Thermoelectric Energy Generation

Sage Doshay
December 11, 2012

Submitted as coursework for PH240, Stanford University, Fall 2012

Fig. 1: A thermoelectric power generator. The same circuit can be used as a solid-state cooler. (Source: Wikimedia Commons)

In 1820, the Estonian-German physicist Thomas Johann Seebeck discovered that a magnetic field is present near a closed loop of two different metals or semiconductors which are held at different temperatures. [1] Hans Christian Oersted had previously shown that an electric current will give rise to a magnetic field, so Seebeck's discovery came to be known as thermoelectricity. [1] In 1834, the French physicist Jean Charles Athanase Peltier discovered the inverse effect, that running current through a junction of different metals will produce a temperature difference between them. [2] This effect has been used to cool electronics for over five decades, and has also historically been used to power spacecraft from the heat generated by the decay of radioactive isotopes. [3,4] However, as thermoelectric technology has improved and the desire to decrease carbon emissions has increased, it has been proposed that thermoelectric materials could be used to recover energy from the waste heat produced by car engines. [4,5]
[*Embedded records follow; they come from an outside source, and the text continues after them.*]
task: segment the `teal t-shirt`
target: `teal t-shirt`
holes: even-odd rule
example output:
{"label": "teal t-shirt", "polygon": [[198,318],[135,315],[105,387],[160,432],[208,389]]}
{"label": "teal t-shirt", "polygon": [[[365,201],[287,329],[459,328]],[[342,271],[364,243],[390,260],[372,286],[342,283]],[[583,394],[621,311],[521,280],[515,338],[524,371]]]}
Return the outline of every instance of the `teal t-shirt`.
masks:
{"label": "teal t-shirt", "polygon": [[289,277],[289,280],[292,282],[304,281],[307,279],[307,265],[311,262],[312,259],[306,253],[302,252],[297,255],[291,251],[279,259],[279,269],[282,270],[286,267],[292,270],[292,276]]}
The Seebeck effect, in which temperature differences are converted into electricity, is caused by the diffusion of charge carriers of different temperatures. Hot carriers flow towards the cooler side of the material, and cold carriers towards the hotter side, which results in an electric current. This flow of both heat and charge will eventually equilibrate the temperature throughout an isolated device, but if the temperature difference is maintained the carriers will diffuse at a constant rate. If, then, the diffusion of carriers in one direction is higher than in the other, there will be more charges on one side of the material than the other and a voltage difference will develop. This directional difference in scattering occurs when the scattering mechanisms in the material are energy-dependent, resulting in the hot and cold carriers diffusing at different rates.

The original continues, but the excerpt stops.